Other possible improvements:
1) For numChunks << nodesize it would be better to put numChunks/numChunks-1 messages in the node queue rather than messaging every PE.
2) If no work left don't send the notifies.
3) The implementation of tree broadcast notification broke tracing by over-writing srcRank to -1.
#5 Updated by Seonmyeong Bak 5 months ago
I think this patch can increase the overhead of CkLoop initialization by eliminating the use of implicit tree in CkLoop. (One PE pushes all the messages).
We provide this option but it seems better to add this scheduling with existing scheduling based on tree.
We may not care about other implementations for CkLoop because they are not used and perform slower than USE_CONVERSE_NOTIFICATION.
We may add a field in converseNotifyMsg so that we can tell if the message comes from node queue or pe queue.
#6 Updated by Jim Phillips 5 months ago
Actually, the overhead (number of messages sent and received) is at worst identical. The latency is only higher if all of the other non-leaf PEs in the tree are idle, which is unlikely in practice, and then the delay is only the time to send nodesize messages. If no other PE is available then the overhead is lower since the calling PE only sends the one node message and receives it after finishing the entry.
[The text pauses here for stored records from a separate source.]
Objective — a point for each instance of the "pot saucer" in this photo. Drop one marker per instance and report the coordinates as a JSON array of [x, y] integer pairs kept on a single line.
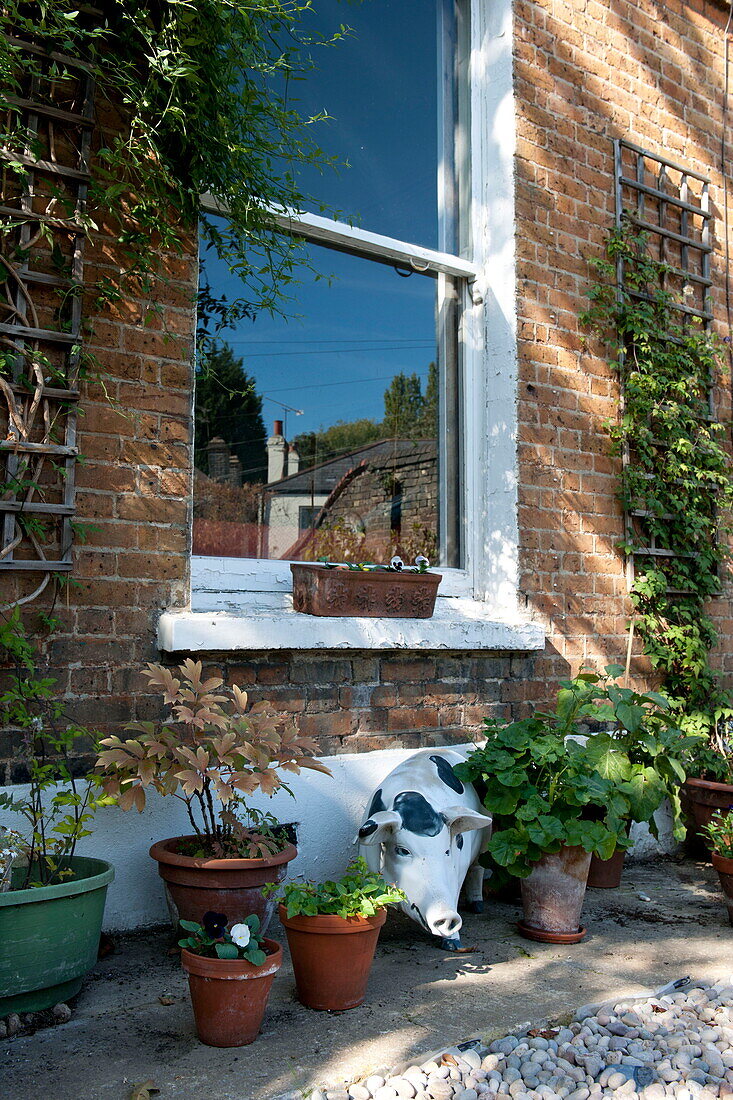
[[540, 936]]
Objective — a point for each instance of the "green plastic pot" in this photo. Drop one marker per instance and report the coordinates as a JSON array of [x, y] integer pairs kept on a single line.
[[50, 937]]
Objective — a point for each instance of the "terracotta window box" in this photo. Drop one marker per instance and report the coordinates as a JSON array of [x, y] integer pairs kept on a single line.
[[318, 590]]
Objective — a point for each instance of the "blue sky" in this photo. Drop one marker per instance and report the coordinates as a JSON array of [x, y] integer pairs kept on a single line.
[[347, 338]]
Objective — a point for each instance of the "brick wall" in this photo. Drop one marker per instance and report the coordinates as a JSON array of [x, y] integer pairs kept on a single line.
[[582, 69], [587, 73]]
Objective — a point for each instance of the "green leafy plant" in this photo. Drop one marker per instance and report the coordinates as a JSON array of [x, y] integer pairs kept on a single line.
[[211, 748], [720, 831], [676, 484], [359, 892], [214, 939], [550, 782], [59, 803]]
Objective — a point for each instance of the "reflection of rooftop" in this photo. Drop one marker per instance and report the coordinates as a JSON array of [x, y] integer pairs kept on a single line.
[[325, 476]]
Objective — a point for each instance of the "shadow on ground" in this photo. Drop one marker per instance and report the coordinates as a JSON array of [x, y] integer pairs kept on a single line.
[[419, 999]]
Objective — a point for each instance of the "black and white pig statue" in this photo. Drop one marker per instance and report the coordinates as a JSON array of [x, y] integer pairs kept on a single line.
[[424, 831]]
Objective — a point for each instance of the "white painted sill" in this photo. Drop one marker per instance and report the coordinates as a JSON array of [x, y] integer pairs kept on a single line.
[[458, 624]]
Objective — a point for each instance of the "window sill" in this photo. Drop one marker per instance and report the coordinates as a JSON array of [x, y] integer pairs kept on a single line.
[[457, 624]]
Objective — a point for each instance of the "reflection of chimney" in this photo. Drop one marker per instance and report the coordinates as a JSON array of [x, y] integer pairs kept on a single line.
[[276, 453], [218, 459]]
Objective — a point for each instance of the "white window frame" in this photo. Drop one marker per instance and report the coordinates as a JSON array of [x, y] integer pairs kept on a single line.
[[237, 594]]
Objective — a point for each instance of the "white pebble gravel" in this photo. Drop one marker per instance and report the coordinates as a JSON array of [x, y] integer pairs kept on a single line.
[[677, 1045]]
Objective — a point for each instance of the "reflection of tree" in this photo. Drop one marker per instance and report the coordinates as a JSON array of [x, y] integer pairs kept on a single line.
[[408, 414], [231, 503], [339, 540], [228, 406]]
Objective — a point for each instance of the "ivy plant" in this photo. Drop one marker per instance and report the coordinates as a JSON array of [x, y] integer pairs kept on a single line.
[[676, 483], [59, 803]]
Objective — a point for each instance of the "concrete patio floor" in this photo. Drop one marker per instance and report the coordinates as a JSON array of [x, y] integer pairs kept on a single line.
[[419, 999]]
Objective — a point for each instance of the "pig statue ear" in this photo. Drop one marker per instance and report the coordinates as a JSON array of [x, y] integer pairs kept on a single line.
[[462, 820], [378, 827]]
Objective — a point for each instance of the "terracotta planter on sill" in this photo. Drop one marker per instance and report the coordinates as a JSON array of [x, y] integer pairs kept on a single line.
[[197, 886], [701, 798], [331, 957], [369, 594], [553, 897], [724, 868], [229, 996]]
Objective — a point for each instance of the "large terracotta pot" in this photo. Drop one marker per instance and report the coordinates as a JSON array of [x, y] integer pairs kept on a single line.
[[724, 868], [701, 798], [331, 957], [229, 996], [232, 887], [553, 897], [605, 873]]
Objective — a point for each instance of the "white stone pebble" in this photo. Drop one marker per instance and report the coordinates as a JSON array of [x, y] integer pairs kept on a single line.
[[679, 1045]]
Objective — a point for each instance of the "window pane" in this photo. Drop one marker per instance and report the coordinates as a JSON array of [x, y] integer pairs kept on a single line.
[[380, 86], [319, 435]]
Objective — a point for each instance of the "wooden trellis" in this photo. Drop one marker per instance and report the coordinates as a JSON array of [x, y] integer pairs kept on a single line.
[[45, 179], [671, 205]]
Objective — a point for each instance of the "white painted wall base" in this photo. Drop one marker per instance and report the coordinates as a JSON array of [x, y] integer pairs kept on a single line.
[[329, 812]]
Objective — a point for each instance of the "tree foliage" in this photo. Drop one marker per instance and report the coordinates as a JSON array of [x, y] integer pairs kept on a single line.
[[228, 406]]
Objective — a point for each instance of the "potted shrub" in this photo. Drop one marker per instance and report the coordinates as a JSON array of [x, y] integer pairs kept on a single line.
[[719, 832], [52, 901], [641, 750], [210, 749], [551, 810], [393, 591], [230, 975], [332, 928]]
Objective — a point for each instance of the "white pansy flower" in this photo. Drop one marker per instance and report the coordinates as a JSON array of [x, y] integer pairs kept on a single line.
[[240, 934]]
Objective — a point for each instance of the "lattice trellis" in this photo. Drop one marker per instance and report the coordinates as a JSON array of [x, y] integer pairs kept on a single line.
[[671, 205], [45, 179]]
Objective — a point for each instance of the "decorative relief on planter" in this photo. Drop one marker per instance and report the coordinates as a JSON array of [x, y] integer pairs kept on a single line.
[[379, 594]]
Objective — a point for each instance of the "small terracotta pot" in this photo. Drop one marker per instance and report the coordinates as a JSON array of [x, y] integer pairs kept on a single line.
[[701, 798], [331, 957], [605, 873], [724, 868], [229, 996], [553, 895], [233, 887]]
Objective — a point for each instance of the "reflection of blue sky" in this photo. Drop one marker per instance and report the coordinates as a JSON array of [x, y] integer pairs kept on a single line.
[[345, 341]]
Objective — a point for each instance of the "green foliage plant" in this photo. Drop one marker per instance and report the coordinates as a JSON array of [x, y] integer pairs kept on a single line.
[[550, 782], [359, 892], [676, 482], [214, 939], [720, 831], [211, 748], [59, 804]]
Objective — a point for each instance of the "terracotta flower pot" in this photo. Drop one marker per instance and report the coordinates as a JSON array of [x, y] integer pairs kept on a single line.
[[379, 593], [553, 897], [233, 887], [229, 996], [605, 873], [724, 868], [331, 957], [701, 798]]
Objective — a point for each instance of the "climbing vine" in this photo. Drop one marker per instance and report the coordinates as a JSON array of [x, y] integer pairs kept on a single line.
[[676, 486]]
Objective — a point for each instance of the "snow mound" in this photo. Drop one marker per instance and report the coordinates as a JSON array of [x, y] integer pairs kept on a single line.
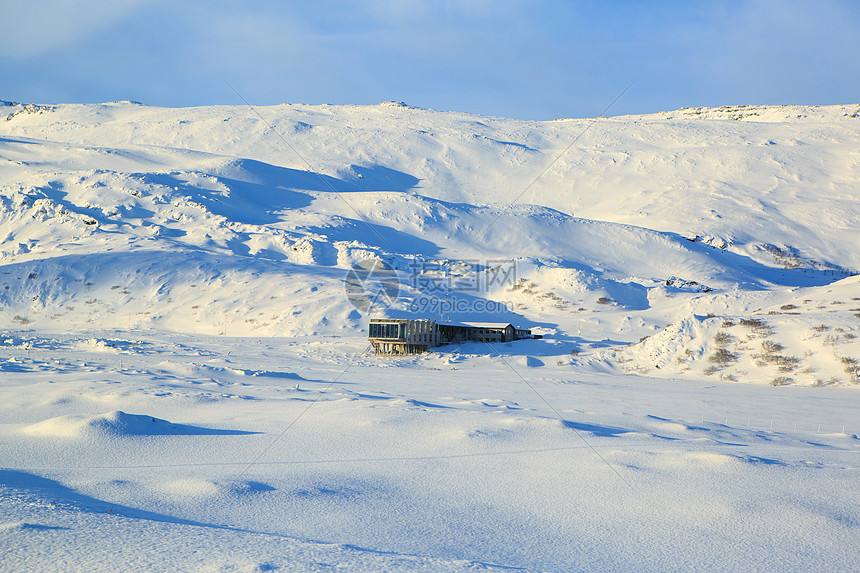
[[114, 424]]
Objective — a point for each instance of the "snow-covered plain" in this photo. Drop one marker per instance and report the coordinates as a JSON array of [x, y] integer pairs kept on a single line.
[[187, 386]]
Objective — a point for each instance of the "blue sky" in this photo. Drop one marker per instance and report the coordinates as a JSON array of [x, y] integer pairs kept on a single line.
[[530, 60]]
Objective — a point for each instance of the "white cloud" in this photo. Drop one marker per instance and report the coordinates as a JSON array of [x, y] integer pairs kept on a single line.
[[48, 25]]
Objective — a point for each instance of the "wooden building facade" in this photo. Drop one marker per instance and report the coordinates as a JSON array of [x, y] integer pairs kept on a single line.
[[413, 336]]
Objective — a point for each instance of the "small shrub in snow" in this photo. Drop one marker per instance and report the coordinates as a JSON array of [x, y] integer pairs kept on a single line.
[[830, 340], [770, 347], [852, 368]]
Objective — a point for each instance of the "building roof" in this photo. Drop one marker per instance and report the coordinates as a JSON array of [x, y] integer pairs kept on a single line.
[[494, 325]]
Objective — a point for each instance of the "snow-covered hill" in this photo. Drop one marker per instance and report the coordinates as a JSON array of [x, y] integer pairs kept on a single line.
[[244, 221]]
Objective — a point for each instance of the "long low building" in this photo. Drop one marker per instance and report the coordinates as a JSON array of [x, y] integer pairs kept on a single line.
[[412, 336]]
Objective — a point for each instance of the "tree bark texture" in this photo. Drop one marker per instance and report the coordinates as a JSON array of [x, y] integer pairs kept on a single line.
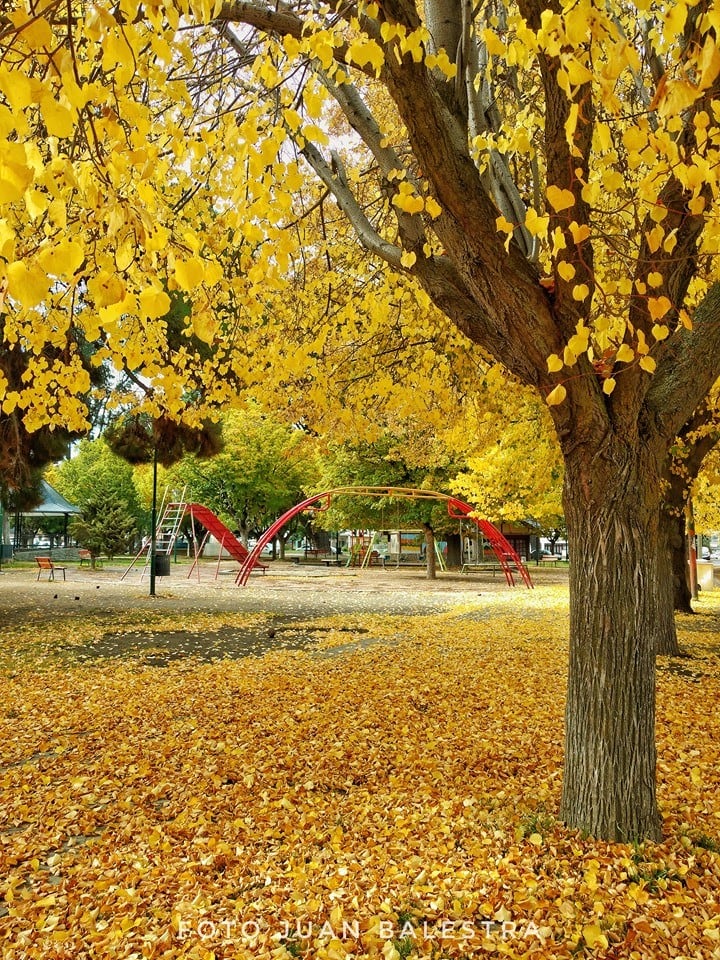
[[430, 560], [609, 781], [673, 579]]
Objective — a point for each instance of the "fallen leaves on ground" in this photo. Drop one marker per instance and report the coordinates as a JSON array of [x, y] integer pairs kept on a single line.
[[388, 792]]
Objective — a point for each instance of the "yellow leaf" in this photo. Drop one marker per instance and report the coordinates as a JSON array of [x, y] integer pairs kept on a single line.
[[154, 303], [536, 224], [560, 199], [63, 259], [556, 396], [581, 291], [579, 231], [658, 307], [28, 285], [37, 34], [566, 270], [59, 121], [495, 46], [189, 273], [433, 207], [593, 935]]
The calling PE even gets to start its work earlier since it only sends one message.
#8 Updated by Seonmyeong Bak 5 months ago
- Status changed from In Progress to Implemented
Added API to set scheduling policy for CkLoop: CkLoop_SetSchedPolicy(sched schedPolicy);
Three options available: NODE_QUEUE, TREE, LIST.
NODE_QUEUE works as this issue suggests.
TREE is the original implementation which uses Tree for delivering CkLoop work.
LIST is the original implementation which doesn't use Tree.